Simultaneous localization and mapping based on 3-D light detection and ranging (LiDAR) tends to degenerate in structural-less environments, leading to a distinct reduction in localization accuracy and mapping precision. This article proposes a point-line LiDAR-visual-inertial odometry (PL-LIVO) based on the system implementation of FAST-LIVO for robust localization in LiDAR-degenerate scenes. The key idea is integrating both points and lines into the proposed direct visual odometry subsystem (PL-DVO). By minimizing the patch-based gradient residuals for state optimization, PL-DVO provides additional constraints complementary to LiDAR. Furthermore, a LiDAR map assisted visual features depth extraction (LM-VDE) method is proposed to recover 3-D positions of visual features by mapping them onto the 3-D planes of the LiDAR map.

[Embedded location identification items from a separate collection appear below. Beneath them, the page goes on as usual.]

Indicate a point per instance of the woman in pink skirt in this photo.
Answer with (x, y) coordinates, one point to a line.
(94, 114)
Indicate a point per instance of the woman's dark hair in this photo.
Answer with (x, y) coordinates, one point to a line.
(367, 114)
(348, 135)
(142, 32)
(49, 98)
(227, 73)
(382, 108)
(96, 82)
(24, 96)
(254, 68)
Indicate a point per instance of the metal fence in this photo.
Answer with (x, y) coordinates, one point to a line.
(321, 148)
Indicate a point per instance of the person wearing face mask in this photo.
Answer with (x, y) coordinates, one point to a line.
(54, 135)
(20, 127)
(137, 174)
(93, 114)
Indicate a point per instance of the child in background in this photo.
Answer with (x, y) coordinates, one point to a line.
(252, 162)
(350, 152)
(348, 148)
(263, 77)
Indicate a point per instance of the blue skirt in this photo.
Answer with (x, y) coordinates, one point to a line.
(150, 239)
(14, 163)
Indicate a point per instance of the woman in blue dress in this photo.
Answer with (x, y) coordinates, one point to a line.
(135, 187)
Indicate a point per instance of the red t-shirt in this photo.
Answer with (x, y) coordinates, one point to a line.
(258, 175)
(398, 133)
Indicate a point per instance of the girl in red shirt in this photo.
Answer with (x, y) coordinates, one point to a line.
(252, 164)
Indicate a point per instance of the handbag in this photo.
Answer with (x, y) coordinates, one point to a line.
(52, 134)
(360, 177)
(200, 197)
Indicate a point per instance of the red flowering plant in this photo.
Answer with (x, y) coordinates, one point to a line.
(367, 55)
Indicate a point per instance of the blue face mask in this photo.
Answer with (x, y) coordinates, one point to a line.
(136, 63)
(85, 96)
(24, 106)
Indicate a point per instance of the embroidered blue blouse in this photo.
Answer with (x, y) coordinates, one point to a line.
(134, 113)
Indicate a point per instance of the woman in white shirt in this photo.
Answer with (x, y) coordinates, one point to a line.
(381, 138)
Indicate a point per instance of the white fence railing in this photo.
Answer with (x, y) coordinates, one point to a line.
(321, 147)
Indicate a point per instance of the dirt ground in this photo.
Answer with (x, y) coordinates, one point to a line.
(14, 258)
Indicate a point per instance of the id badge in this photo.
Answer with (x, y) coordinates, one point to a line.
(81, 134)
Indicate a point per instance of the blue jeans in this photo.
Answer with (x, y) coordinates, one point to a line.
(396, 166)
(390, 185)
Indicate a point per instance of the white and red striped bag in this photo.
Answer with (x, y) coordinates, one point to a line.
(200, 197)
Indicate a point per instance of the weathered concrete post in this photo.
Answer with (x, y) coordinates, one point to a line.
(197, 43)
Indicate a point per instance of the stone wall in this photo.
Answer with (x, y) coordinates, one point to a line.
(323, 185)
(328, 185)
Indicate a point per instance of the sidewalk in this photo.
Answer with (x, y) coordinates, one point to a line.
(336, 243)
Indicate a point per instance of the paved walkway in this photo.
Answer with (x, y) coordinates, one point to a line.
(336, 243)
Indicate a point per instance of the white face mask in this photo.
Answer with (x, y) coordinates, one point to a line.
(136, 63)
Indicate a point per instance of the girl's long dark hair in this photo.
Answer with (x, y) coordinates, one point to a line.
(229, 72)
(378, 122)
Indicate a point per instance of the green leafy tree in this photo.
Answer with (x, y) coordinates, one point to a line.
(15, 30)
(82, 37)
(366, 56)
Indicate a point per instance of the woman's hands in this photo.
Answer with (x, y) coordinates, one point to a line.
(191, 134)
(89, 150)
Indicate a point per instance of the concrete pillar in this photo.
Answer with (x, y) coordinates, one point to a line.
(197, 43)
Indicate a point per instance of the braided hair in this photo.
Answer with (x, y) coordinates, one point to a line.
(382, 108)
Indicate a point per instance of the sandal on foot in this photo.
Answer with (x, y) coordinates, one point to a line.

This method is independent of the single scan's density and notable for superior generalization across various LiDAR sensors. Extensive experiments on both public datasets and our datasets demonstrate that PL-LIVO ensures robust localization and outperforms other state-of-the-art systems in LiDAR degenerate scenes.

Point-Line LIVO comprises a backbone LiDAR-inertial odometry (blue and gray components) and a direct visual odometry subsystem PL-DVO (red component). Our proposed LM-VDE (green component) method is employed to extract all visual features depth. The data of IMU, LiDAR, and camera are tightly coupled at the observation level.

Initially, the input data from LiDAR and camera are fed into the Preprocessing module for data alignment and feature extraction, resulting in an aligned unit for the following steps. Concurrently, the IMU data is gathered for state propagation. Then, the aligned unit is utilized to construct observation residuals in the Data Association module. In detail, the point-to-plane residual is calculated for each LiDAR scan point, while the patch-based gradient residual is computed for each visual feature within the camera FoV. In particular, the lines patch pattern is shaped as a rectangle aligned with the line direction. All residuals are weighted by different factors and subsequently employed to update the state in an error-state Kalman filter framework. Furthermore, the Feature Generation module recovers 3-D coordinates of all extracted 2-D visual features by our proposed LM-VDE method.